ECOLEAF: New Energy Costs

 
 
Here are the hard facts: coal is the primary workhorse of electricity, and new coal plants have an average cost of $2500 per kW. Using the costs of a new coal plant as our benchmark, the cheapest alternative energy to implement is natural gas. In comparison, coal produces an average of 2.3 times more C02 than natural gas, and new natural gas plants cost 30% less than new coal plants.


Natural gas appears to be the best solution moving forward—at least, in terms of cost—but natural gas still creates carbon waste. Also, due to a glut of building natural gas plants in the U.S., current facilities are running at less than 40% efficiency.
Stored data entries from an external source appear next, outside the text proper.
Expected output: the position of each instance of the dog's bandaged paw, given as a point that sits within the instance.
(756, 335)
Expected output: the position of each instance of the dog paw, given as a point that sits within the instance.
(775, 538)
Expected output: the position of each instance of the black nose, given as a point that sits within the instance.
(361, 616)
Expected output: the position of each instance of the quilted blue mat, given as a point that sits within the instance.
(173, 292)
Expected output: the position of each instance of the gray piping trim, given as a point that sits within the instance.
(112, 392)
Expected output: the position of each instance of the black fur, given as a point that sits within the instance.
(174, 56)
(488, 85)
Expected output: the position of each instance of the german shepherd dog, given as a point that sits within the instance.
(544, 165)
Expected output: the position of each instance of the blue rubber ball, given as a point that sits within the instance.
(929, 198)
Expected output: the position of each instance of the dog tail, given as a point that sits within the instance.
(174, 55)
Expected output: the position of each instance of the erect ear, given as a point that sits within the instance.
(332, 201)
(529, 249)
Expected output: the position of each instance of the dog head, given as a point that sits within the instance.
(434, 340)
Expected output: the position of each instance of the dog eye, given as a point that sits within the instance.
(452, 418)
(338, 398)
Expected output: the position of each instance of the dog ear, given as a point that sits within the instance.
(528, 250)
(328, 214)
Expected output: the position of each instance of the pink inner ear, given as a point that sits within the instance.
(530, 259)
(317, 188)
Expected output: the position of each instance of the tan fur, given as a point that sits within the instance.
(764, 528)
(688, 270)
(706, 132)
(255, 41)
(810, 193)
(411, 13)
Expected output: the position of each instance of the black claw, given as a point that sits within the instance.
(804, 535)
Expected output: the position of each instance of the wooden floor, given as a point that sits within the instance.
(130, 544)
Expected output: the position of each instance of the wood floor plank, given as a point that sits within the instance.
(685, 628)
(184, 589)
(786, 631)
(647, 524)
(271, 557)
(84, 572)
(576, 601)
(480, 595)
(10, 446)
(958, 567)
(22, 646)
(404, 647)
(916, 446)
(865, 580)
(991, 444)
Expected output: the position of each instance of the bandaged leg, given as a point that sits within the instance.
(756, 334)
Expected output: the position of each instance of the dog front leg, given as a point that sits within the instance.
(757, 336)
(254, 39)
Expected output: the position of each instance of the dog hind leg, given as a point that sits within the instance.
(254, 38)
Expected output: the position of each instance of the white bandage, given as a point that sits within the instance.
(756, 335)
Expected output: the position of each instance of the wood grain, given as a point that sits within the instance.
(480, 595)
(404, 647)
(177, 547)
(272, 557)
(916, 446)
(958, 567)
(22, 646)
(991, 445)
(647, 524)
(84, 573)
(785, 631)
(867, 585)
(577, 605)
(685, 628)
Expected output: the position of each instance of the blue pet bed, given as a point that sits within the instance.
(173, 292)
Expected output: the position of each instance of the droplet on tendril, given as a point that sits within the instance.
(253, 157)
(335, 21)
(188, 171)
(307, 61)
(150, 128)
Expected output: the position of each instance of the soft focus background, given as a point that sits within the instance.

That makes any future investments unlikely due to surplus capacity.


Then there is the remote possibility of unproven clean coal plants at 1.3 times the cost of coal…or the possibility of nuclear plants at double the cost. Nuclear may play a role eventually, but it is expensive and a plant takes more than ten years to construct. And lest we forget, nuclear power plants have a short shelf life of only 40 years (per the U.S. Atomic Energy Act) with a potential extension of 20 years. There’s also the issue of having no safe haven for the stockpiling or storage of nuclear waste by-products.


Not many renewable alternatives can take over for coal plants, either. Hydroelectric plants (which use water and gravity) are no longer a viable option: they require massive construction efforts and sizeable water flows to function. In the U.S., there are few—if any—locations left. Decreasing rainfalls and more droughts have had an adverse affect on hydro efficiencies; in the U.S., this resource has been tapped to capacity.


Other clean energy technologies might be viable, but they’re currently too expensive to implement on a large scale. Wind energy sounds very reasonable at only 0.9 the cost of coal, but when we factor in wind-efficiency vacillations of 25%, the realized cost becomes a staggering 3.4 times that of coal. Solar fares worse: thin film costs twice what coal does (at that level, it’s comparable to nuclear power), but when overcast days and night efficiency losses are factored in, the realized cost becomes 8.7 times that of coal. Solar thermal may be cheaper than thin films at a rate of 1.7, but with an average efficiency of only 15%, it becomes the most costly at 11.3 times the cost of coal. Geothermal has the best cost chance (a factor of 1.5 times); however, after 30 years of use, it is still plagued with the same problems: drilling issues, difficulties in finding suitable locations to utilize its power, and its hazardous potential to cause earthquakes.